Cops, protesters, livestream audiences—stunned. One thought ran through heads: Have the police lost it? Using a weapon of mass destruction downtown? Seceding from the Union?

911 melted down. People who hadn't been watching called in aliens, earthquakes, the end times.

Felix learned the rest later on TV—a joint press conference.

First: City of Los Angeles—given the scale of unrest, the National Guard would enter the city; a curfew from 8 p.m. to 6 a.m. would begin tonight, end date TBD. Violators faced up to $1,000 in fines or 90 days in jail.

Mayor Eric Garcetti said: "If you're out after 8, you're helping those who hide in crowds to loot and destroy communities."

Moral leverage. It works on the good. The bad don't listen. Morality becomes a leash for the obedient.

LA County DA and California AG each announced investigations into the "Lare Moni incident," plus an independent probe—three lanes aiming for a result the public could accept.

FBI Los Angeles said agents would join and report findings to DOJ.

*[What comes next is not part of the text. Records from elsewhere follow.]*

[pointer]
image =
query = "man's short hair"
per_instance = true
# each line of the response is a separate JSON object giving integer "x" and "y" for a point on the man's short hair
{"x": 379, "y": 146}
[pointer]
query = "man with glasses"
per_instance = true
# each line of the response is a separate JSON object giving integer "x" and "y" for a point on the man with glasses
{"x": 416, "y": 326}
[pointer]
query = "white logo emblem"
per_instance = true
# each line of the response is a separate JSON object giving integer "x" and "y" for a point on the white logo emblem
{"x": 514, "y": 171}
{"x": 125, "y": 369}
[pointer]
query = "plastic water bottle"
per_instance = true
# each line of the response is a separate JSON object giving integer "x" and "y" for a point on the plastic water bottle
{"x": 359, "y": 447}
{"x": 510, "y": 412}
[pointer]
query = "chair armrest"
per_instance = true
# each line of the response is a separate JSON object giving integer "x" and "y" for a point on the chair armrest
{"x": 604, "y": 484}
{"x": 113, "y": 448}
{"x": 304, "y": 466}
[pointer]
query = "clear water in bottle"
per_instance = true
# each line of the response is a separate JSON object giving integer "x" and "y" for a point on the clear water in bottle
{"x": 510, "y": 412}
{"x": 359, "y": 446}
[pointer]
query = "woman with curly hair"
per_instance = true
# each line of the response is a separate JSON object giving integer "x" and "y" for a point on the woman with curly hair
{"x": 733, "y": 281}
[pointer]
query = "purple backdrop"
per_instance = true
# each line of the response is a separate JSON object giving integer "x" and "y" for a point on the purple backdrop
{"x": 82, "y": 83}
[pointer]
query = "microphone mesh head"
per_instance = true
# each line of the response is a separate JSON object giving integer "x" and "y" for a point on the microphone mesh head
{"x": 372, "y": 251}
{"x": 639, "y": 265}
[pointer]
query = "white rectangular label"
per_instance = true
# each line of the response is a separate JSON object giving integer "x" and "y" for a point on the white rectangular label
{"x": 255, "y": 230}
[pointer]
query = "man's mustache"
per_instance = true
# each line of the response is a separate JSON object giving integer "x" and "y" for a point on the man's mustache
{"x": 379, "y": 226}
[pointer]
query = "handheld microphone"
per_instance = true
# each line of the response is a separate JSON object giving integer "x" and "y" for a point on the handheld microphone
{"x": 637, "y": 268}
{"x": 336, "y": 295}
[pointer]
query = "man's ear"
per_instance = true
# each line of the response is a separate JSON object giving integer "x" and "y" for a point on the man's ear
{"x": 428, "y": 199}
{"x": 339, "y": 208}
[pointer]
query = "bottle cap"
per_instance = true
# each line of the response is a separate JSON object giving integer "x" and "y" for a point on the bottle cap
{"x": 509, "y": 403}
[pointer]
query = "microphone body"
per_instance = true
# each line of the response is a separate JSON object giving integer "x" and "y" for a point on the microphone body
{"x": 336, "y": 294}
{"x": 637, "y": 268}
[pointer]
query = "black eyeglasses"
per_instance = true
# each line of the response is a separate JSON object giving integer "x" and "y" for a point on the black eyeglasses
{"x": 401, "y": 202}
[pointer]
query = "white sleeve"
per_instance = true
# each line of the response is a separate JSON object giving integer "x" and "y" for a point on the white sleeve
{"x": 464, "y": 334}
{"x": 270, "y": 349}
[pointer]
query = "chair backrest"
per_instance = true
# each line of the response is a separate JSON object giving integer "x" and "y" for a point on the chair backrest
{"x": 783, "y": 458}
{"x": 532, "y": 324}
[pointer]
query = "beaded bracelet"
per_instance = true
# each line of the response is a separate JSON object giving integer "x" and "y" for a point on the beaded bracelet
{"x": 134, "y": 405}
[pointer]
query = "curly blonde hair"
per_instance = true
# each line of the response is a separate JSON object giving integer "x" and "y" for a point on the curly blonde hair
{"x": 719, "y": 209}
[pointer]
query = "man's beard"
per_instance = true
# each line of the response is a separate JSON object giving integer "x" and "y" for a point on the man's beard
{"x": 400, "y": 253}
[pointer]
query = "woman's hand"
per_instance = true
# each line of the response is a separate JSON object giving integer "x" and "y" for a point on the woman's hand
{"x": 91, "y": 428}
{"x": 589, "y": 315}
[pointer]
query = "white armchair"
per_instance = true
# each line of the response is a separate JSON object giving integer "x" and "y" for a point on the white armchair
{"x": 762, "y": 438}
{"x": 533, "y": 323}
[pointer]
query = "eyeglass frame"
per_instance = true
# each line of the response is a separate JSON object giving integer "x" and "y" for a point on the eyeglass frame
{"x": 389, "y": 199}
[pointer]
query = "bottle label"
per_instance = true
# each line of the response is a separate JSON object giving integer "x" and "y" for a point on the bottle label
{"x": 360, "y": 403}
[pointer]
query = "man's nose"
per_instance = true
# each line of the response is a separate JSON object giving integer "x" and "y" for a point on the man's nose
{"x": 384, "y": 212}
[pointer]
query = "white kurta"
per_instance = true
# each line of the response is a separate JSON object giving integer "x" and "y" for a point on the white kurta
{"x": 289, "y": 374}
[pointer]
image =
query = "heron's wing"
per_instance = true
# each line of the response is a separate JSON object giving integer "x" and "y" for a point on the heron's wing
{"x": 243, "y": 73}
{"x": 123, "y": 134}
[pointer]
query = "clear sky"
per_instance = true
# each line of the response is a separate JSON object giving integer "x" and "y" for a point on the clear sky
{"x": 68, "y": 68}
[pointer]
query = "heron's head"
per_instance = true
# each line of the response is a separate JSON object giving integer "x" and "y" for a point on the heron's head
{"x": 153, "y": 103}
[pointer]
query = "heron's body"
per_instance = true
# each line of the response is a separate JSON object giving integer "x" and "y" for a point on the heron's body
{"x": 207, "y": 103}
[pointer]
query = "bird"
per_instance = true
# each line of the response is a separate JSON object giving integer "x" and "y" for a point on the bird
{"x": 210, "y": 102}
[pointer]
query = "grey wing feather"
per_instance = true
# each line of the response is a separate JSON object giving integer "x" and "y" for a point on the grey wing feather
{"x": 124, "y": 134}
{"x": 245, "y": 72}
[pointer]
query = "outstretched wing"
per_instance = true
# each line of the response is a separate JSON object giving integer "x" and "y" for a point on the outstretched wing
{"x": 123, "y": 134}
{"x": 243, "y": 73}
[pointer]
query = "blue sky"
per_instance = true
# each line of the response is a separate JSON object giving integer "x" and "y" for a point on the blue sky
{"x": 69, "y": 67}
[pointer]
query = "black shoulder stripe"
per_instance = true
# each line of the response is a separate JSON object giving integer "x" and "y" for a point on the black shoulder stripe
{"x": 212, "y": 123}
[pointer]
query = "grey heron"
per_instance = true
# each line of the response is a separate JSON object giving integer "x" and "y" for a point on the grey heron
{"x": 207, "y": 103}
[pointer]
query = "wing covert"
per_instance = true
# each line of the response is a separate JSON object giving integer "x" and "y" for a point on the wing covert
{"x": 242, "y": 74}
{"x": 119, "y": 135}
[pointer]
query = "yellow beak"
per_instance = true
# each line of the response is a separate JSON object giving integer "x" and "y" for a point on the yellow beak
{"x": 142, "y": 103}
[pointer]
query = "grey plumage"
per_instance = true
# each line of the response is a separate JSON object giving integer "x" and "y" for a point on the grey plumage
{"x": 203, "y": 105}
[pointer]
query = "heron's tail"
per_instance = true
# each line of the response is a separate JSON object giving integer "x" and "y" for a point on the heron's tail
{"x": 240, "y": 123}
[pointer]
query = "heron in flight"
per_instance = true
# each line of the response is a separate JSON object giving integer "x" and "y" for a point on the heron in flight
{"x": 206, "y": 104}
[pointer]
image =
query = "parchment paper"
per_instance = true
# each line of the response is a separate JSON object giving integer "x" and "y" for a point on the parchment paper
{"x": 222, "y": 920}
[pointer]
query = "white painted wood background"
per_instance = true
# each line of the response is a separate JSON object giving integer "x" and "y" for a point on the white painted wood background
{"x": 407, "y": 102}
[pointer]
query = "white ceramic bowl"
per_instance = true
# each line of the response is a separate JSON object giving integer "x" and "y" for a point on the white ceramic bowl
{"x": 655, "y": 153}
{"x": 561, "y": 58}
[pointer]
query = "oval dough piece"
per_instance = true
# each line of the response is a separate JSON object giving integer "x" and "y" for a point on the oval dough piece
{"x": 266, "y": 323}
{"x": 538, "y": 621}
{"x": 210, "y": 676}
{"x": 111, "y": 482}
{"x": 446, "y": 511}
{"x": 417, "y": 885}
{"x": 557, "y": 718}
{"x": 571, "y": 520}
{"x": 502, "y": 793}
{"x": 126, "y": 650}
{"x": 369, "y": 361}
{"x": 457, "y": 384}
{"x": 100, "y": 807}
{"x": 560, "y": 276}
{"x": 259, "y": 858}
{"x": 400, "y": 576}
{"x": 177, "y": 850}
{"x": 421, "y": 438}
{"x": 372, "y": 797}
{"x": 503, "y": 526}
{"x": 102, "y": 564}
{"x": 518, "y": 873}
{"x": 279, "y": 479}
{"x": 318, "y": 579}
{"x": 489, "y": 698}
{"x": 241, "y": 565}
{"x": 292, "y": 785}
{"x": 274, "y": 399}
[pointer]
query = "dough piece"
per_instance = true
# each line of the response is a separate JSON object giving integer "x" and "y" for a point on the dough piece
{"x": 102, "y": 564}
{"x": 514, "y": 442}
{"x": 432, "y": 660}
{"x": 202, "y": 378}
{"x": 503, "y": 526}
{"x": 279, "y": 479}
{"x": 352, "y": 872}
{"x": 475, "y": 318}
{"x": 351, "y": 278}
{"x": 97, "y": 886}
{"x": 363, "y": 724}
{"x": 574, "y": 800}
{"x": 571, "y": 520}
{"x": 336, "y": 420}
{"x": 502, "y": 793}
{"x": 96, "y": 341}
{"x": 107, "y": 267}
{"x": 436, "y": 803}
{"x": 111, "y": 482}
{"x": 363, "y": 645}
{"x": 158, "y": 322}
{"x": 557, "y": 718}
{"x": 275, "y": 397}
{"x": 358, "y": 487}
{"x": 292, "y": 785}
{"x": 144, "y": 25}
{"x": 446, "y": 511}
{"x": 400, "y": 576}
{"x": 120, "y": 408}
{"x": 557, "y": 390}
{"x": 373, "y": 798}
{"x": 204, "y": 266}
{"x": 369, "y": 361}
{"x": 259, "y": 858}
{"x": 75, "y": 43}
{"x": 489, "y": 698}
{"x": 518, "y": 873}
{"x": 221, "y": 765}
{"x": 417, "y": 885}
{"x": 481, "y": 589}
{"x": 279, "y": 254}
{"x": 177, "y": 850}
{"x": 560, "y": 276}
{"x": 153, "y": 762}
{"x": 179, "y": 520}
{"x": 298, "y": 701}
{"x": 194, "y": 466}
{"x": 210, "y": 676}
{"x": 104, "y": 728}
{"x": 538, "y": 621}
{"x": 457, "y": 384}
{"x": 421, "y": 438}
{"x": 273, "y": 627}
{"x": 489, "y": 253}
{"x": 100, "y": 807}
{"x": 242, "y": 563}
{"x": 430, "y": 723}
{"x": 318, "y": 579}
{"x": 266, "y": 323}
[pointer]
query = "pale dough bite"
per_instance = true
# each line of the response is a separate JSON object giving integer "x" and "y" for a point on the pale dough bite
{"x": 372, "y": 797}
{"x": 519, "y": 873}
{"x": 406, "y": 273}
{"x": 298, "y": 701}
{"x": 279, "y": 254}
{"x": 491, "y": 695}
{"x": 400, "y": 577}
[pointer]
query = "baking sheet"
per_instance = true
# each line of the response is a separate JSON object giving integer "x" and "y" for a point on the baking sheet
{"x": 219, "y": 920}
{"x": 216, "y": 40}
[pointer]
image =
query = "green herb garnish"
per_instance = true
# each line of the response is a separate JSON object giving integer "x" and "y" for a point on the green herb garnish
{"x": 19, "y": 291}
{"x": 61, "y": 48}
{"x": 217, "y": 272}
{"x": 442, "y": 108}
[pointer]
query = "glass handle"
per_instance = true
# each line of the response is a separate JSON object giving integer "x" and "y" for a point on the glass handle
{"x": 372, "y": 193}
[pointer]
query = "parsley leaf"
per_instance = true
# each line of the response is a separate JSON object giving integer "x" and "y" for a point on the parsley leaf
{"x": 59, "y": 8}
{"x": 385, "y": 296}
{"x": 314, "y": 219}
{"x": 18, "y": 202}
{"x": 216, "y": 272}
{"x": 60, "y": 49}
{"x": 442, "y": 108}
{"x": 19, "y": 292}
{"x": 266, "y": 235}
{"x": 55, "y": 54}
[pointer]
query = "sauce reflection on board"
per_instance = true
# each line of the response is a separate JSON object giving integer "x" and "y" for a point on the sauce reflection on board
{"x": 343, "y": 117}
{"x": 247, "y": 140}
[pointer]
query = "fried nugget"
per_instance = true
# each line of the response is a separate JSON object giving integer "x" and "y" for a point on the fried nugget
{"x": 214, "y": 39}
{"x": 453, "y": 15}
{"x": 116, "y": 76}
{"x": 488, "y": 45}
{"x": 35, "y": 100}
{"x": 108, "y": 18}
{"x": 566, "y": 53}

Then the main act—Sheriff Villanueva. Flashbulbs nearly blinded him. He silently cursed Uell and Lucio.

He forced a smile. "Thanks to rapid police work we see the outlines. Coordinated actors used social media to arrange shootings against working officers. We now have five officers dead, seven officers and multiple civilians wounded. This was a serious, planned attack on law enforcement. I am shocked.

"There were four shooters. Three were killed at scene. The remaining leader, Micah Johnson, is a former serviceman, highly trained, tactically capable. To prevent further harm, I told my team to be creative and break the stalemate—"

A reporter shouted, "With a big bomb?"

Villanueva paused, ignored it. "They proposed using an EOD robot to deliver an explosive charge. I'm pleased to say it worked and ended the danger."

"It also ended that building," another called. "The owner and management say they're suing you, Sheriff."

"That's a separate matter. Not today."

"How much explosive?" a hand rose.

"Approximately one pound of C-4."

Gasps. "One pound of C-4 in downtown L.A.—why not an airstrike while you're at it?"

Villanueva slapped the table. "Focus on what matters. Our officers and their families—those in hospitals—are fighting for life. Direct your concern there."

Seeing the room unmoved, he added: "Johnson claimed he planted multiple devices downtown. We will continue systematic searches to ensure nothing detonates or remains. We also cannot be absolutely certain about the total number of assailants. We will hunt and investigate until we are.

That's all. This briefing is over."

He turned his back and walked, leaving the shouted questions to die in the lights.